16.仁賀保氏のその後

Ⅰ、仁賀保家のその後

 仁賀保光誠の死後、その遺領は遺言により兄弟3人で分割する事になりました。家督は年長の蔵人…俗に良俊と言われる人物…が継ぎましたが、彼は余り評判芳しからぬ人物だったようです。仁賀保光誠は良俊の器量に疑問を抱いていたものと推察されます。彼は元和2年と9年の2回に渡って遺言状を造り、兄弟3人で分割する事を遺言しています。

 果たせるかな仁賀保光誠の死後、良俊は父の遺言を無視し仁賀保領全部を横領せんとしました。次男誠政と3男誠次の兄弟を屋敷より追い出し、更に父の光誠が後見役として3男の誠次につけた家臣の成田茂助を刺客にて殺しました。対して誠政・誠次は兄の良俊の不法を柳生但馬に訴え出ます。通常であれば家を取り潰しされてもおかしく無いような御家騒動ですが、結果的には幕府の裁定により遺言通り仁賀保家は3分割される事になりました。

 長男の良俊領は現在のにかほ市象潟地区・金浦地区・小出地区の大半・平沢地区の一部で7000石、次男の誠政は平沢・院内・小出地区の一部で2000石、3男の誠次は平沢・院内地区の一部で1000石と分けられました。良俊はそのまま象潟の塩越城を本拠地とし、誠政と誠次は平沢の平沢館に陣屋を築きました。…元々あった中世城館を利用したと思われますが。…
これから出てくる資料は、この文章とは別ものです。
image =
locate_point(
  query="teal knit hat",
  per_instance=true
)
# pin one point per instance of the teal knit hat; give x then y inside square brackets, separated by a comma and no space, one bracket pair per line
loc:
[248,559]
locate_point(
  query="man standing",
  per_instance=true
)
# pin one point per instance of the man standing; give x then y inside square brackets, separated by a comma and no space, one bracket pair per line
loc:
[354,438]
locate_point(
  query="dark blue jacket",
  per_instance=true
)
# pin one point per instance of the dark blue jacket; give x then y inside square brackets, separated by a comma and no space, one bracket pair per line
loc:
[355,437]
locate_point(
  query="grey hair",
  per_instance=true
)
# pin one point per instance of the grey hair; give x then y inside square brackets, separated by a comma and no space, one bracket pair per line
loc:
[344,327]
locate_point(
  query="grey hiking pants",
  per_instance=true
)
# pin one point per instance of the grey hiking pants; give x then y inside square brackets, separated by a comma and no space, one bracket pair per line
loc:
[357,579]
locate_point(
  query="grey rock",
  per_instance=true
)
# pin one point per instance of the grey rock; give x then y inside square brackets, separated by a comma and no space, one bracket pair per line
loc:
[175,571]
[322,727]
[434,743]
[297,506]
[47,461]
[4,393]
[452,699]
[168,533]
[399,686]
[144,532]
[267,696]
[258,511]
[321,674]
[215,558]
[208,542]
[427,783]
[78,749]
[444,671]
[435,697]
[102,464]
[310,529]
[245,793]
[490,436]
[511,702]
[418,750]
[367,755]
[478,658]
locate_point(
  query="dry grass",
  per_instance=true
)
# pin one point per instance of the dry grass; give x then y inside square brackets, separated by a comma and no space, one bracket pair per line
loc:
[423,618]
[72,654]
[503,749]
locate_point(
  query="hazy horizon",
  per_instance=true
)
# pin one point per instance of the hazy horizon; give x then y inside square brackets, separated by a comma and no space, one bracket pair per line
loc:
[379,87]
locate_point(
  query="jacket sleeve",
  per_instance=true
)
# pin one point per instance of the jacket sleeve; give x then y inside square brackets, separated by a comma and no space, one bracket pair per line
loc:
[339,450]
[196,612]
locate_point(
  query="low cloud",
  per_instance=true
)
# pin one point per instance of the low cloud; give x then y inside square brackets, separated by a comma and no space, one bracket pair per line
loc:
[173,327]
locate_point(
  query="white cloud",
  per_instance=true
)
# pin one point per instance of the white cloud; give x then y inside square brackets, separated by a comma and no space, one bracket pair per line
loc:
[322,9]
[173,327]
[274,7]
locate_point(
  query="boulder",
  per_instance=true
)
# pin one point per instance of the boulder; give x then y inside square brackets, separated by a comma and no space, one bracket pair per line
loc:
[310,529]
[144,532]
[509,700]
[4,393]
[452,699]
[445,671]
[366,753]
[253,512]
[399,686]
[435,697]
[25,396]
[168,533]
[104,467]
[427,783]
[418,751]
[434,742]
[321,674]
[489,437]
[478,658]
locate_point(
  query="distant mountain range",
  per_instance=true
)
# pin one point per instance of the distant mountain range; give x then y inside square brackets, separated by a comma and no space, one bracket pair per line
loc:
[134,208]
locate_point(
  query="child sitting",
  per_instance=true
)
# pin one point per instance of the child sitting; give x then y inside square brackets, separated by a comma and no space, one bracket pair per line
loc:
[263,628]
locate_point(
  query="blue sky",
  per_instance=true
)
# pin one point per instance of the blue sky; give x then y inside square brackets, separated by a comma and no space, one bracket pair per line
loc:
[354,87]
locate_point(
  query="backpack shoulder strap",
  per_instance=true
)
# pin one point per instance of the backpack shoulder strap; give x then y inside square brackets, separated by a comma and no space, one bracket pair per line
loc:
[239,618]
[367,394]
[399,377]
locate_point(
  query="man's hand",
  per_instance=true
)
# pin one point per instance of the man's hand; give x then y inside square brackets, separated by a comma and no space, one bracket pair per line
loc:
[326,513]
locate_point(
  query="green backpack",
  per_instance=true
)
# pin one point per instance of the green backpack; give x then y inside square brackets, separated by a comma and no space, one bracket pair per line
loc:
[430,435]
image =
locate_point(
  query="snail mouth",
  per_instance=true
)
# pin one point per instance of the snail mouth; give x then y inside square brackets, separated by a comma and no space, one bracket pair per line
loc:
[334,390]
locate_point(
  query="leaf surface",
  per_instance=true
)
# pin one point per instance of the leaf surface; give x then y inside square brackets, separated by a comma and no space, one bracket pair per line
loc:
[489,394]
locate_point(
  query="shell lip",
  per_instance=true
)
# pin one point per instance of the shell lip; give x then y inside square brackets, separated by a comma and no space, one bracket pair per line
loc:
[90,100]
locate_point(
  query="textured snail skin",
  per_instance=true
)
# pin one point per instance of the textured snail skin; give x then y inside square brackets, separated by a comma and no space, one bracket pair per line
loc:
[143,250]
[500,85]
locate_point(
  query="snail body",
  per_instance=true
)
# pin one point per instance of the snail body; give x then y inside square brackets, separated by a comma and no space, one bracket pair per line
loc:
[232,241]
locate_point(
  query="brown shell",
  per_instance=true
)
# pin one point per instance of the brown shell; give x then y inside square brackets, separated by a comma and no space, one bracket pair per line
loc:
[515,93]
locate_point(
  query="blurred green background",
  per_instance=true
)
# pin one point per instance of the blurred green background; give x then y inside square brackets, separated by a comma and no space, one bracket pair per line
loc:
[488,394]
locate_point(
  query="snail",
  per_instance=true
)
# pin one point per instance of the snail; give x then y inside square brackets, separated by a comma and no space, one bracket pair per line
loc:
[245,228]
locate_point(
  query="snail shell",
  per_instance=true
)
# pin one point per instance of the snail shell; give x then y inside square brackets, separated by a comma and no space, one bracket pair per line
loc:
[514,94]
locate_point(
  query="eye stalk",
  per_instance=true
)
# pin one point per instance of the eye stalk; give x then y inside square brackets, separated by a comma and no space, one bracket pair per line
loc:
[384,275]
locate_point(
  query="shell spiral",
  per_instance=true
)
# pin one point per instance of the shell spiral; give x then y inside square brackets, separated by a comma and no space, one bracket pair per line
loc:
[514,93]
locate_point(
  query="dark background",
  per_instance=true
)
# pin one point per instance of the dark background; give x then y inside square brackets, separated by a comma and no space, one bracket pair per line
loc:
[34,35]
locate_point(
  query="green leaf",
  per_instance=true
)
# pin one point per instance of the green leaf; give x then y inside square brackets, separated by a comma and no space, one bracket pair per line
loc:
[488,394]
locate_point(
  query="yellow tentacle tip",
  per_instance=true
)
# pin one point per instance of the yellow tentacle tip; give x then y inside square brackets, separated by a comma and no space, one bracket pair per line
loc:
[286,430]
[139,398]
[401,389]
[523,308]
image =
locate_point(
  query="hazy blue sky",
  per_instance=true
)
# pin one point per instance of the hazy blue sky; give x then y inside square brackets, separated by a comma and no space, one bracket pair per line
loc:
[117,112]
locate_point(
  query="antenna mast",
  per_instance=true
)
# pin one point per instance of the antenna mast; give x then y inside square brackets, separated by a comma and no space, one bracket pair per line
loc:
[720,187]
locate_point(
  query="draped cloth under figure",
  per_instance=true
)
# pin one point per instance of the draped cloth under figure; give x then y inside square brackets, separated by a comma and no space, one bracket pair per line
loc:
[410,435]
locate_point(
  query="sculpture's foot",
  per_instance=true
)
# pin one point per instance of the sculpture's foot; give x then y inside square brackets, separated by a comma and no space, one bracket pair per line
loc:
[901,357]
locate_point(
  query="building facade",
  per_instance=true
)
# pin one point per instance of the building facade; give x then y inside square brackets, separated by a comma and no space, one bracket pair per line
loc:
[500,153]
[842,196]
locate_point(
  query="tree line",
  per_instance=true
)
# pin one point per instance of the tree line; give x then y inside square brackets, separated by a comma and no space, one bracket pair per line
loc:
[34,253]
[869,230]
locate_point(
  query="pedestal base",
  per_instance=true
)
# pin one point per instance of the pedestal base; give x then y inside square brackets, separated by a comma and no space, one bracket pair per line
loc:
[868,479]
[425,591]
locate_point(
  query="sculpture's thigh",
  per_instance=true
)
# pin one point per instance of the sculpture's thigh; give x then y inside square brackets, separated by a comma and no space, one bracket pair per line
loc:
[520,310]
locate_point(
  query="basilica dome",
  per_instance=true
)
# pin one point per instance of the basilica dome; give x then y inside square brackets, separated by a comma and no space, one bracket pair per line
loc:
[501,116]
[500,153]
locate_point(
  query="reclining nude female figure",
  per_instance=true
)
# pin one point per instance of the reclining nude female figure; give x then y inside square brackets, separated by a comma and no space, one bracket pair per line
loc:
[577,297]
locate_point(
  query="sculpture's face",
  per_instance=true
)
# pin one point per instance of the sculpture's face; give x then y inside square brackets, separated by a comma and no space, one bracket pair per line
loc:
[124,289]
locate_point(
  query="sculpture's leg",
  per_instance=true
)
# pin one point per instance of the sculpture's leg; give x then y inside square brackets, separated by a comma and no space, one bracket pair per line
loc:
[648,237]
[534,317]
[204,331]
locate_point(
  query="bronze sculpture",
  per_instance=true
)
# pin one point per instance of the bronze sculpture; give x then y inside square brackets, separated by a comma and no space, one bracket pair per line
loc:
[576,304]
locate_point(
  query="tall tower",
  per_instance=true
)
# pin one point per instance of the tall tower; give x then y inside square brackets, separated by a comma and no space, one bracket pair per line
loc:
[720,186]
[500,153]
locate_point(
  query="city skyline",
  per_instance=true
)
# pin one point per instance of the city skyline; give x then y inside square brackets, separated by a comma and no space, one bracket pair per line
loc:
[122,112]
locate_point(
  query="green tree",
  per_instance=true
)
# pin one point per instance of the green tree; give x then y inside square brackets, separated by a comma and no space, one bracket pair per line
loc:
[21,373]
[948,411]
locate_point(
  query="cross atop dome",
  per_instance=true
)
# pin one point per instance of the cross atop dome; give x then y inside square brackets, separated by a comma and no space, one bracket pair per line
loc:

 3分割されて7,000石の身になった仁賀保良俊ですが、彼は仁賀保藩の藩主として大名扱いだった様です。『梅津政景日記』によれば、江戸と仁賀保両方から佐竹義宣に対して使者を出しています。という事は参勤交代を行っていた訳です。

 寛永3年4月8日、家督を継いだばかりの仁賀保良俊は初めて佐竹義宣邸を訪れました。家督相続の挨拶でしょう。佐竹義宣はこれを供応し4月19日には佐竹義宣は先日の来訪の返礼に仁賀保良俊邸を訪れています。

 さて、仁賀保氏と打越氏は江戸時代も30年が過ぎたこの時期になっても、由利衆として交流があった様です。恐らく本家・分家的な付き合いであり、もしかしたら血縁的にも近い関係だったのかも知れません。仁賀保良俊打越左近は寛永7年7月1日に2人で佐竹義宣邸を訪れています。この時までに仁賀保良俊は官職名を「蔵人」から「兵庫」に変えています。恐らく仁賀保家の家督を相続、我こそは仁賀保家の嫡流との意識の現れでしょう。

 仁賀保良俊は寛永8年の7月9日にも、仁賀保郷から秋田の佐竹義宣に対して使者を遣わしています。これは義宣の弟の葦名義勝が没した事について梅津政景に追悼の使者を遣わしたものです。使者の名前は杉村六兵衛といい、佐竹義宣は仁賀保良俊に対して直に礼状を遣わしました。使者には「御帷子」3つの内1つを与えました。梅津政景が直に渡したそうです。良俊はこれに対して葦名義勝の香典として銀子3枚(贈答用の銀1枚は43匁有ったそうです。銀子3枚で26万円程度でしょうか。大盤振る舞い!)送りましたが、梅津政景はそれを香典返しとしてすぐに返し、その旨を佐竹義宣に伝えました。佐竹義宣は仁賀保良俊の使者の宿舎の料金を負担し、本荘迄送らせたそうです。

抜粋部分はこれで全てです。